Higher reinsurance rates widely expected at renewals

by Artemis on May 16, 2011

The prospect of higher reinsurance rates is beginning to seem more of an inevitability as reinsurance firms and industry experts suggest that rate rises are already being seen in some regions of the world and expected to start soon in others. A.M. Best report today that re/insurers are preserving capital in anticipation of higher rates as they see growing pressure in the market to support rate rises.

The high catastrophe losses experienced in recent months could be the catalyst that begins a turn towards higher rates across the board. Rate rises are evident in regions affected by disasters, including Australia, New Zealand and of course Japan, but reinsurance rate rises are now expected in places such as Florida when the June/July renewals begin soon.
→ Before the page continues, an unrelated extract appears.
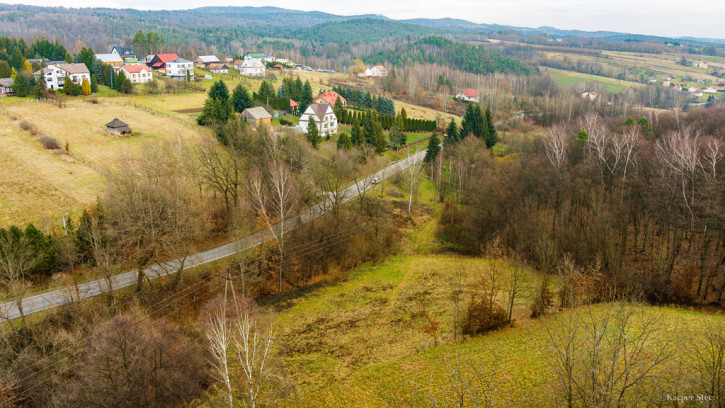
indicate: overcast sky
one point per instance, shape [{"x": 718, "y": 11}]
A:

A.M. Best cite the recent catastrophes, the new RMS U.S. hurricane model, higher capital requirements of Solvency II and the still challenging economic environment of low investment yields and a dollar under pressure all as reasons pointing towards rate rises.

The Financial Times reports that global reinsurers are forecasting rate rises of 10% or more for the Florida renewals and U.S. catastrophe cover. Meanwhile Global Reinsurance report that Flagstone Re has said that there are indications that rates will rise in the coming renewals.

A.M. Best close their article by saying:

As reinsurers are already trading on a thinner capital base, they will have to press for sufficient rate increases to earn back lost capital. While they are able to withstand the significant losses of the past few months, achieving underwriting profits for the full financial year could become more challenging as the market enters the hurricane season, which runs until the end of November.

Higher reinsurance rates could help to make catastrophe bonds an even more attractive option, especially for the higher layers of cover re/insurers will be seeking to replace protection eroded by recent claims. The higher rates are also expected to result in more sidecar formations as reinsurers seek to recapitalize in the most cost effective manner.